GithubHelp home page GithubHelp logo

Comments (27)

milescrawford avatar milescrawford commented on May 26, 2024 2

Hi guys, I've just got spark with scala 2.11 up and running on EMR - no trouble yet, but I haven't done much heavy lifting.

A few steps:

  1. I use a bootstrap action to upgrade to java8. https://gist.github.com/pstorch/c217d8324c4133a003c4

  2. Follow the standard instructions for building a Spark jar with yarn support and scala 2.11: http://spark.apache.org/docs/latest/building-spark.html

  3. Then, since EMR runs YARN for you, I've just been submitting jobs using the spark-submit script, while specifying my custom build as the spark-yarn-jar option.

This sidesteps Amazon's concept of "steps", so might not be practical for everyone, but seems to be working for me. Let me know if there's some fatal flaw in this plan I haven't run into yet! :)

from emr-bootstrap-actions.

christopherbozeman avatar christopherbozeman commented on May 26, 2024

So are you thinking an option that allows for opt-in to a Spark build with scala 2.11?

from emr-bootstrap-actions.

derrickburns avatar derrickburns commented on May 26, 2024

Yes, please.

On Thu, Jan 15, 2015 at 10:41 AM, Christopher Bozeman <
[email protected]> wrote:

So are you thinking an option that allows for opt-in to a Spark build with
scala 2.11?


Reply to this email directly or view it on GitHub
#44 (comment)
.

from emr-bootstrap-actions.

derrickburns avatar derrickburns commented on May 26, 2024

Right now, the only thing gating my adoption of 2.11 is the absence of EMR
support for Spark on 2.11. :)

On Thu, Jan 15, 2015 at 10:45 AM, Derrick Burns [email protected]
wrote:

Yes, please.

On Thu, Jan 15, 2015 at 10:41 AM, Christopher Bozeman <
[email protected]> wrote:

So are you thinking an option that allows for opt-in to a Spark build
with scala 2.11?


Reply to this email directly or view it on GitHub
#44 (comment)
.

from emr-bootstrap-actions.

aniketbhatnagar avatar aniketbhatnagar commented on May 26, 2024

+1 for this. Current workaround is to build your own spark assembly with scala 2.11 and use the user provided jar option (-u) in the spark emr bootstrap script to place it ahead of all other dependencies.

from emr-bootstrap-actions.

schmmd avatar schmmd commented on May 26, 2024

This is gating us too.

from emr-bootstrap-actions.

schmmd avatar schmmd commented on May 26, 2024

@aniketbhatnagar does your workaround work well for you?

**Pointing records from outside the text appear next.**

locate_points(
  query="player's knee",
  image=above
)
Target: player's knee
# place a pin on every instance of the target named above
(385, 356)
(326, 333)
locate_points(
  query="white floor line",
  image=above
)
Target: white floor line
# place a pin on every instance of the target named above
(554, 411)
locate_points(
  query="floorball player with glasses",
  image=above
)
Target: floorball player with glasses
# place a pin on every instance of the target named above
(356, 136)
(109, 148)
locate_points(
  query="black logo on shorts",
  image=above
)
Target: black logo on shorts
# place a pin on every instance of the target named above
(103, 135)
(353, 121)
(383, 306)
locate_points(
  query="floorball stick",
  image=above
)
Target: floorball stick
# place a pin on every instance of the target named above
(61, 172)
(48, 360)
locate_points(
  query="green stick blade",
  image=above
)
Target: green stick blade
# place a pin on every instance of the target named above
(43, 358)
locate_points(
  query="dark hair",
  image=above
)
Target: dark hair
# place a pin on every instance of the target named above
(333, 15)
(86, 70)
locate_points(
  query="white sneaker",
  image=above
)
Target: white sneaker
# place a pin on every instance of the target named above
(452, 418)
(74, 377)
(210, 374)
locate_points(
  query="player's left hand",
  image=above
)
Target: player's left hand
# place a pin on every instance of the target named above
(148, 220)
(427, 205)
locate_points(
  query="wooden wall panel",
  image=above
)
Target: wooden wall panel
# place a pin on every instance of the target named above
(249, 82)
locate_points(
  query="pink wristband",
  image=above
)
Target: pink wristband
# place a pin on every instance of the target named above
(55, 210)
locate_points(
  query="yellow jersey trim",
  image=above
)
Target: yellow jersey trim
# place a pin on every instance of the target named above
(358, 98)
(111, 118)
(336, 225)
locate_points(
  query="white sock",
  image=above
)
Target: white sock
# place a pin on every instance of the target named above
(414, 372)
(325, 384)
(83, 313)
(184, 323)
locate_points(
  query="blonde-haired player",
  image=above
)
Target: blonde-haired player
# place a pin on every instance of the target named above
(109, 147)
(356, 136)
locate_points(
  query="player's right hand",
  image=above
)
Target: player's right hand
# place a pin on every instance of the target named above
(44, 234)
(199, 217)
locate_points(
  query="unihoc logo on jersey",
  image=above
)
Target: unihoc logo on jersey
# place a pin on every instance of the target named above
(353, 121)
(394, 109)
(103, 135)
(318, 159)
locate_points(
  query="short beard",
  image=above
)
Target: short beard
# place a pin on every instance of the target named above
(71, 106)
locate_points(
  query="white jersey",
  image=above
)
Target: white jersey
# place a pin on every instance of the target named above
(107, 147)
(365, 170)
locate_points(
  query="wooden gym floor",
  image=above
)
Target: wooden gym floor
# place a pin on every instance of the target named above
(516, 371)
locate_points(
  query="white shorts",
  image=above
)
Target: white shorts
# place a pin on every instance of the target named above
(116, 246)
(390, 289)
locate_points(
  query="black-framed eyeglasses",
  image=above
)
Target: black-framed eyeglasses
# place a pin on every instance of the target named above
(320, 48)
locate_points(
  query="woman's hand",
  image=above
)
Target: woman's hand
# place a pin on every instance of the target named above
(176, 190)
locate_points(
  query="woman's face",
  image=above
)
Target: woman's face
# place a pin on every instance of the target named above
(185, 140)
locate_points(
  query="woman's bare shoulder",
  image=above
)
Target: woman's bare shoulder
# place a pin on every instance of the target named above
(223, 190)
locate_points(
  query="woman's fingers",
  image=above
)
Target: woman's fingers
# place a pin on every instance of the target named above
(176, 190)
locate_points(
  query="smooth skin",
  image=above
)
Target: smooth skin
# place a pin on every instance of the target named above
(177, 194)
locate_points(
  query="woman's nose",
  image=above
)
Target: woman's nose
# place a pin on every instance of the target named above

from emr-bootstrap-actions.

derrickburns avatar derrickburns commented on May 26, 2024

No

Sent from my iPhone

On Feb 9, 2015, at 9:13 AM, Michael Schmitz [email protected] wrote:

@aniketbhatnagar does your workaround work well for you?


Reply to this email directly or view it on GitHub.

from emr-bootstrap-actions.

christopherbozeman avatar christopherbozeman commented on May 26, 2024

I have an experimental Spark 1.2.1 built with Scala 2.11 for testing. Request version 1.2.1.a-2.11.

Example:

aws --region us-east-1 emr create-cluster --name spark-ami332-121a-scala-2.11 --ami-version 3.3 --instance-type m3.xlarge --instance-count 3 --use-default-role --ec2-attributes KeyName=<blah>,SubnetId=<blah> --applications Name=Hive --bootstrap-actions Name=InstallSpark,Path=s3://support.elasticmapreduce/spark/install-spark,Args=[-x,-v,1.2.1.a-2.11] 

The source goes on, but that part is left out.